His landscape images began to appear in the photography press in the UK starting in 2008 with Photography Monthly. Further articles and features appeared in Practical Photography and cover images for Digital SLR and Outdoor Photography.

He started writing regularly for Amateur Photographer and Outdoor Photography magazine during 2011. This included articles on pinhole photography and seaside photography. He is occasional guest writer for the Great British Landscapes website where he has appeared as 'Featured Photographer'.

He won a Judges Choice award for his image "Cloud at Roker" in the 2010 Landscape Photographer of the Year Competition. His images selected as the overall favourite of judge John Langley. His image was published in the book of the competition by AA Publishing.
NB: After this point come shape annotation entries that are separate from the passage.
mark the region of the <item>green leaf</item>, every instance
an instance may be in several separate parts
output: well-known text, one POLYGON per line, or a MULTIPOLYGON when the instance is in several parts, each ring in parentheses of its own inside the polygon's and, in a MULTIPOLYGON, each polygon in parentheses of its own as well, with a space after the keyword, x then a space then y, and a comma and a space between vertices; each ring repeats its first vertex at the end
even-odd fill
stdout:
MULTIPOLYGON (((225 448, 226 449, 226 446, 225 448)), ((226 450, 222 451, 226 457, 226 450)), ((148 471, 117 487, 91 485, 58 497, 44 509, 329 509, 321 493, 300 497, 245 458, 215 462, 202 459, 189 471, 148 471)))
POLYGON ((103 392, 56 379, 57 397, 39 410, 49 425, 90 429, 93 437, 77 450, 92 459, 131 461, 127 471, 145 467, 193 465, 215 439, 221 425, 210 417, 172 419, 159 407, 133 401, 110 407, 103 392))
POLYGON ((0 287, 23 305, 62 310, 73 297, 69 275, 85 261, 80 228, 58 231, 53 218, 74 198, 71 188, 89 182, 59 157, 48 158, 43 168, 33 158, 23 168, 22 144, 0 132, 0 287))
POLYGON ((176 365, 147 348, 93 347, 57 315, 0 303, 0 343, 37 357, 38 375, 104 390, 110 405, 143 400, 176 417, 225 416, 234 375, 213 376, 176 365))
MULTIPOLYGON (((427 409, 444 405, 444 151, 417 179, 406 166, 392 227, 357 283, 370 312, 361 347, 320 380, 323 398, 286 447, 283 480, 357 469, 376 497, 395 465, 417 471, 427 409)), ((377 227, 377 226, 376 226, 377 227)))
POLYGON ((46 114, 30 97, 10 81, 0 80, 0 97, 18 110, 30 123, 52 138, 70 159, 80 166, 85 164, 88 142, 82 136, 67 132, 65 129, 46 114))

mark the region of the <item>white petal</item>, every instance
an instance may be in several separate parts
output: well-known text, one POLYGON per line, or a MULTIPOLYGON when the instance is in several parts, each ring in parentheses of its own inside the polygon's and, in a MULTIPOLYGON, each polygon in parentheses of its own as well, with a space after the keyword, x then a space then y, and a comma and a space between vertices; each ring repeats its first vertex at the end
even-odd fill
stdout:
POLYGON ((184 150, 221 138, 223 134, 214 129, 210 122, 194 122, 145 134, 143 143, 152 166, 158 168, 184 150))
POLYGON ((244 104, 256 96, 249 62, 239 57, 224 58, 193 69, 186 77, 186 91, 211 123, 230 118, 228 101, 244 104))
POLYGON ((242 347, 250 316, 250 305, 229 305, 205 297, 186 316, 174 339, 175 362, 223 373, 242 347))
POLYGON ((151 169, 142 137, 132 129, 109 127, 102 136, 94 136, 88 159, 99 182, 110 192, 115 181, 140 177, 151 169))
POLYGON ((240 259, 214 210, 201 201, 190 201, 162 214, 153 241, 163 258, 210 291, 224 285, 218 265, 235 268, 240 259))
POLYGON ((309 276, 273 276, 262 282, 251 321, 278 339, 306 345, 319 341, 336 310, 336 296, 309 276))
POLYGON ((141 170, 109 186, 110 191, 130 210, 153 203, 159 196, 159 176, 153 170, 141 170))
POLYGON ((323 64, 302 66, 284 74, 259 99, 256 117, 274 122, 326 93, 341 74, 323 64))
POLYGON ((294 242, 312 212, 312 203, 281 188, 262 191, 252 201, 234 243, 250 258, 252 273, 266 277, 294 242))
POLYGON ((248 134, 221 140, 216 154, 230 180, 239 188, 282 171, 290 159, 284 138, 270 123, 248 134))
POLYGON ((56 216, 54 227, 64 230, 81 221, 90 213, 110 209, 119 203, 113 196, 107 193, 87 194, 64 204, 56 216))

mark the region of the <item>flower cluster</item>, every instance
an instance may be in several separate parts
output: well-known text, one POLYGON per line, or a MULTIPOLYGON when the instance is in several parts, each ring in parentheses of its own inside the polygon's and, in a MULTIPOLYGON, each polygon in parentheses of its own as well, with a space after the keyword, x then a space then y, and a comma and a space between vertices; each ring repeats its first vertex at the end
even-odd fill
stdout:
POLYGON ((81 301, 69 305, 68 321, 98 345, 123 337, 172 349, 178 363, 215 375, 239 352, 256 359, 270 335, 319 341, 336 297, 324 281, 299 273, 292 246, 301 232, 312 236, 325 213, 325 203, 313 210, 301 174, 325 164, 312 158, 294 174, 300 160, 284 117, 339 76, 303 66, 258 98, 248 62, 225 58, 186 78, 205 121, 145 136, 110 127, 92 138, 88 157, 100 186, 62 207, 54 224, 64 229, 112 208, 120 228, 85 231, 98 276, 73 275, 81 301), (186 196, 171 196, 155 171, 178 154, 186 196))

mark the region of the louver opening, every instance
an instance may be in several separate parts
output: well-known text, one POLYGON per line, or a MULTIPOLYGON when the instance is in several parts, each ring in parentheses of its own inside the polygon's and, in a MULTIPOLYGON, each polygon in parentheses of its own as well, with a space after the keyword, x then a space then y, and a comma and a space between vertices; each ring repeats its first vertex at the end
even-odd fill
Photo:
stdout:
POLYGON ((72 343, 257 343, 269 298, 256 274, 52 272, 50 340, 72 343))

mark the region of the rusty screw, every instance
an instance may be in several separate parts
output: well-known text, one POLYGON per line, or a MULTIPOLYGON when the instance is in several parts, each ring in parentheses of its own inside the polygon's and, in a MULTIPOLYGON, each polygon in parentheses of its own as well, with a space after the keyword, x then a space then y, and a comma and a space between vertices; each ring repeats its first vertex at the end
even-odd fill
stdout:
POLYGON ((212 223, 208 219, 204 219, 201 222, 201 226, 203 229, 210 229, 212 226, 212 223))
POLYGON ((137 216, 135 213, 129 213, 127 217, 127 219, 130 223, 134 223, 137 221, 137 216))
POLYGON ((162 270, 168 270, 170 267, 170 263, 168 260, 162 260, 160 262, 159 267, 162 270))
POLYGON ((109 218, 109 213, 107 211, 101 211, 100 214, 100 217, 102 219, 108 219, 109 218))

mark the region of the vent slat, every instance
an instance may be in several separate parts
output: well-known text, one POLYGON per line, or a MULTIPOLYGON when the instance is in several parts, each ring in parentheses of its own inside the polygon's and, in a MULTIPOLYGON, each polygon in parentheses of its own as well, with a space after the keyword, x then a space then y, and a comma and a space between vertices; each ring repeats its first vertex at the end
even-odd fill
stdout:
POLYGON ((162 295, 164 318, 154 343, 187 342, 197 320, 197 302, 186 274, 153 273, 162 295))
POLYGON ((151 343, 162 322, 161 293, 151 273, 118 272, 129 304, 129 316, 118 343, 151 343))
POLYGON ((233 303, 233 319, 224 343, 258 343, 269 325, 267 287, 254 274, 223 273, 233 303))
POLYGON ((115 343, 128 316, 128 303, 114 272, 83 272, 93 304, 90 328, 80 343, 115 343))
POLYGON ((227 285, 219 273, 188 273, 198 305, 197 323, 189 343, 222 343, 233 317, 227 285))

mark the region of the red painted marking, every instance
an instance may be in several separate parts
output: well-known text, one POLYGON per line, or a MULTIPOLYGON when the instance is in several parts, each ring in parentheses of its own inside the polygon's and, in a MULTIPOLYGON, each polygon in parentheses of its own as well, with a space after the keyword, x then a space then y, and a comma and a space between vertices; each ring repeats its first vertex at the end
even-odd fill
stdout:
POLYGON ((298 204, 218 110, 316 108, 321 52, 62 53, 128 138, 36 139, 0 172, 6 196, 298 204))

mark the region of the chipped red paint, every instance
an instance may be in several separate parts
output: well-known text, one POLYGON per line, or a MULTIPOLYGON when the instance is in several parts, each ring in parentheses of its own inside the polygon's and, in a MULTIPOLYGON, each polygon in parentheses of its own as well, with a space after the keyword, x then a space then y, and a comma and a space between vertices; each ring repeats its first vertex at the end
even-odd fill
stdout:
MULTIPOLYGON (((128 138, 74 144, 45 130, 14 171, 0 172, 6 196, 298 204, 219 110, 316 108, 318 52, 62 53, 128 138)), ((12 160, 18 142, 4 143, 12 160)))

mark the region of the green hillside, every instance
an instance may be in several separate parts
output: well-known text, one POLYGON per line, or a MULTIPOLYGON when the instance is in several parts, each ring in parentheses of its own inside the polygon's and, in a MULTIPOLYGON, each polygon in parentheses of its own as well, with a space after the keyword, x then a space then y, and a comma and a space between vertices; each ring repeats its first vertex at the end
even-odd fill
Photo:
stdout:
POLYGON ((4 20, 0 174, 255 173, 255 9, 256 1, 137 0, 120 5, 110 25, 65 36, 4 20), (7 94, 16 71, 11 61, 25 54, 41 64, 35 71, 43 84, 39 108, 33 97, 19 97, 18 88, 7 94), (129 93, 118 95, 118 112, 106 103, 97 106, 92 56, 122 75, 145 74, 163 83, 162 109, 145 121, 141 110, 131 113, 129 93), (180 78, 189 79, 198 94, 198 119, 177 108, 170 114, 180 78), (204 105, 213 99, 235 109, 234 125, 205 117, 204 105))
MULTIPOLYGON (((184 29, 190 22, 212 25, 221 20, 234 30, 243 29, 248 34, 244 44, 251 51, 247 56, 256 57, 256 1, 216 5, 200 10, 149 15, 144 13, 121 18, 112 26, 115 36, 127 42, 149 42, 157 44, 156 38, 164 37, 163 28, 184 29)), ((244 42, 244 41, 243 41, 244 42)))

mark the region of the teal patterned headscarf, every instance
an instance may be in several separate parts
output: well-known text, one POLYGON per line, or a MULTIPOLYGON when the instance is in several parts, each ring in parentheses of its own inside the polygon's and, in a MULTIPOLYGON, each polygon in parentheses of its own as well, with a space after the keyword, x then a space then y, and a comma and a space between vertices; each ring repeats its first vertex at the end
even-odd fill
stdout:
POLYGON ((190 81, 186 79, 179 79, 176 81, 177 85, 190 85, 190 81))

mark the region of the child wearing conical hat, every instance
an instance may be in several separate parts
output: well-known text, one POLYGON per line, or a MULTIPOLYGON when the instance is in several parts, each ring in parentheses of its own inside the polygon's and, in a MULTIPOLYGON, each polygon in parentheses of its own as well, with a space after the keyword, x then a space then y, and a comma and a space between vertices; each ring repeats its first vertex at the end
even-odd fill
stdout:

Other judges of the competition included Charlie Waite.

He has exhibited at the National Theatre, London twice and his image was projected across the London skyline at night on the walls of the London Sinfonietta on both occasions.

His first solo exhibition was staged in June 2011 at the Patchings Art Centre, Nottinghamshire, England alongside separate exhibitions by English landscape and travel photographers Pete Bridgwood and Chris Upton. Titled 'Time Passing', it included 30 of his images all using exposures of one second or longer.

In October 2011 he was commended for his image, 'Scintilla IV', in the Sunday Times 'Take-a-View' Landscape Photographer of the Year competition. It was exhibited in London at the National Theatre during the winter of 2011/12 and was published in the book Landscape Photographer of the Year 2011.

He has since gone on to exhibit on London’s South Bank at the OXO Gallery and at The Mall Galleries with Charlie Waite et al

In 2015 he wrote the foreword for fellow photographer Chris Friel in his book, Framed published by Kozu Books.

In recent years he has become known for his work in abstract photography, making multiple exposure and intentional camera movement photographs.

His first book, ‘Abstract Mindedness’, was published by Kozu Books and contains images and poetry made during twelve months of mental illness following a breakdown. He donated his profits to the Young Minds UK mental health charity.